In spite of all the contrary evidence, however, history’s most potent lie seems more dangerous now than ever before. Millions of copies have been sold since Hitler used the forgery to fuel the Holocaust and the destruction of 6 million Jews.
Since the 1940s, the Protocols have spread throughout the Arab and Muslim world, in Middle Eastern Sunni and Shi’ite nations, and across Asia. Indeed, excepting Israel, the book is available almost everywhere in the Muslim world—not only in bookstores, but in five-star hotels—and is often promoted by government-controlled media and the highest ranking, government appointed religious clerics.
The Protocols, along with traditional Islamic beliefs, form the basis of the Hamas Charter, which openly calls for the annihilation of Israel and the Jewish people. Indeed, the list of Arab and Muslim figures attesting to the “ of the Protocols is virtually endless. Often, they are well-known clerics–like Sheik Muhammad Al-Mussayer of Cairo’s Al-Azhar University, the most prominent school of Sunni Islam, and Palestinian Authority-appointed Jerusalem Mufti Ikrima Sabri. And if that weren’t enough, many Islamist websites, including Radio Islam and the Arabic Hamasna, also publish them, in RadioIslam’s case, with translations into at least 16 languages.

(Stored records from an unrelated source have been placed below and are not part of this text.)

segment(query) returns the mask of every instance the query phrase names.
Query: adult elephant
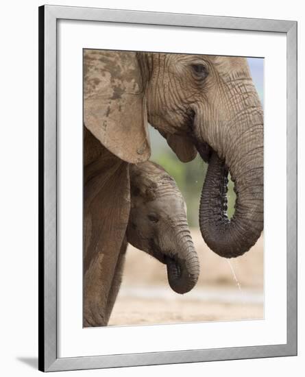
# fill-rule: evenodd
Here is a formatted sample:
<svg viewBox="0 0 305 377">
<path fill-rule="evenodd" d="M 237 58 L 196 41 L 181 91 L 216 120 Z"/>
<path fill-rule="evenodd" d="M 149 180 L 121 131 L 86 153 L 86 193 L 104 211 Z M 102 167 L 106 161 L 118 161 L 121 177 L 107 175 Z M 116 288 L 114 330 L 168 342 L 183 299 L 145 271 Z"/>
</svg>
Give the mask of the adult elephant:
<svg viewBox="0 0 305 377">
<path fill-rule="evenodd" d="M 242 255 L 263 228 L 263 114 L 246 59 L 85 50 L 84 322 L 89 318 L 89 326 L 105 321 L 112 280 L 125 250 L 129 164 L 150 156 L 148 122 L 182 162 L 198 151 L 208 162 L 199 226 L 214 252 Z M 230 220 L 229 172 L 236 193 Z M 103 208 L 98 218 L 97 207 Z"/>
</svg>

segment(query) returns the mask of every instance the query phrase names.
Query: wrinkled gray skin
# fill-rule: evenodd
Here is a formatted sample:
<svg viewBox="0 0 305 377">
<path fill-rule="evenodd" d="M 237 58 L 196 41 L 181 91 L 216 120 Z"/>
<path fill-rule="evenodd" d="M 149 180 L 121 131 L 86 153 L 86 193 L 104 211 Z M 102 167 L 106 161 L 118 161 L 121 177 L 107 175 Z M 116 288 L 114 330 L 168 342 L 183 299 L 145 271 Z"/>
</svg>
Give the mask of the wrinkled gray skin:
<svg viewBox="0 0 305 377">
<path fill-rule="evenodd" d="M 215 252 L 231 258 L 248 251 L 263 229 L 263 113 L 245 58 L 85 50 L 84 62 L 84 324 L 89 326 L 107 324 L 111 311 L 125 250 L 130 167 L 149 158 L 148 122 L 181 161 L 198 152 L 208 163 L 200 229 Z M 230 220 L 229 172 L 236 193 Z"/>
<path fill-rule="evenodd" d="M 175 180 L 154 162 L 131 165 L 130 194 L 127 241 L 167 265 L 175 292 L 188 292 L 197 282 L 199 265 Z"/>
</svg>

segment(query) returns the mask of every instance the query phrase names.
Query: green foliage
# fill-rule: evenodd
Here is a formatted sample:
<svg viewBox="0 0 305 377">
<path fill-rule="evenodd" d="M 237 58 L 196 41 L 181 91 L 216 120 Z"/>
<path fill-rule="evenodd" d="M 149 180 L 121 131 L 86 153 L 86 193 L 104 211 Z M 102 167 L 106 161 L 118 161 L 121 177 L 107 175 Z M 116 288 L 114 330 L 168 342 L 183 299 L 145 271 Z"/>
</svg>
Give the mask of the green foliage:
<svg viewBox="0 0 305 377">
<path fill-rule="evenodd" d="M 199 155 L 190 162 L 184 163 L 167 145 L 165 139 L 156 130 L 150 132 L 151 139 L 151 160 L 160 165 L 175 179 L 187 206 L 190 226 L 198 226 L 200 195 L 208 165 Z M 228 190 L 228 215 L 231 218 L 234 211 L 236 195 L 234 183 L 229 176 Z"/>
</svg>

Islamic acceptance: No accident
Unfortunately, Ben-Itto does not understand that Islam’s widespread and easy acceptance of the Protocols in the last 66 years is no simple accident of history.
In fact, anti-Semitism fits neatly into Islamic ideology, as exhibited in the Qu’ran, Hadith, classical Islamic jurisprudence and in end-time eschatology, according to Islamic scholar Dr. Andrew G. Bostom. He cites, for example, a 1937 essay by Georges Vajda, noting that Muslim eschatology from the Hadith (deeds and sayings attributed to Mohammed) hostilely describes Jews as “adherents of the Dajjal—the Muslim equivalent of the Anti-Christ—and as per another tradition, the Dajjal is in fact Jewish.” Elsewhere, it is said that the Dajjal will appear, accompanied by 70,000 Jews, who when he is defeated, will be slaughtered.
Then there is the revered Hadith, (Sahih Muslim, Book 40, Number 6985), when a Jew seeks refuge under a tree or a stone, they will speak and tell Muslims: “There is a Jew behind me; come and kill him!”
Many Qu’ranic verses openly and hatefully label Jews. In 5:82, Jews are described as “the worst enemies of the believers;” in 2:61, their disobedience makes them “laden with God’s anger.” Still elsewhere (5:60), they are transformed into apes and swine. It is also reported, both by Ibn Hisham (d. 834), in The Life of The Prophet, and by Sahih Muslim, that a Jewish woman poisoned Mohammed and caused his lengthy, agonizing death.
Ironically, while accepting the Protocols, and indeed all their classical religious portrayals of Jews (and all other non-Muslim infidels), Muslims are themselves methodically doing that of which they accuse the Jews–attempting to reign supreme over the world.
As Shi’ite cleric al-Amili (d. 1622) explained concerning ihad in the Persian Jami-i-Abbas, on Shi’ite jurisprudence,
Islamic Holy war [‘jihad“] against followers of other religions, such as Jews, is required unless they convert to Islam or pay the poll tax.
That is to say, pay homage to Islam, or die.
But Ben-Itto’s book is an important read for everyone concerned about the terrorists’ war on the West—and their adoption of the greatest lie of all time.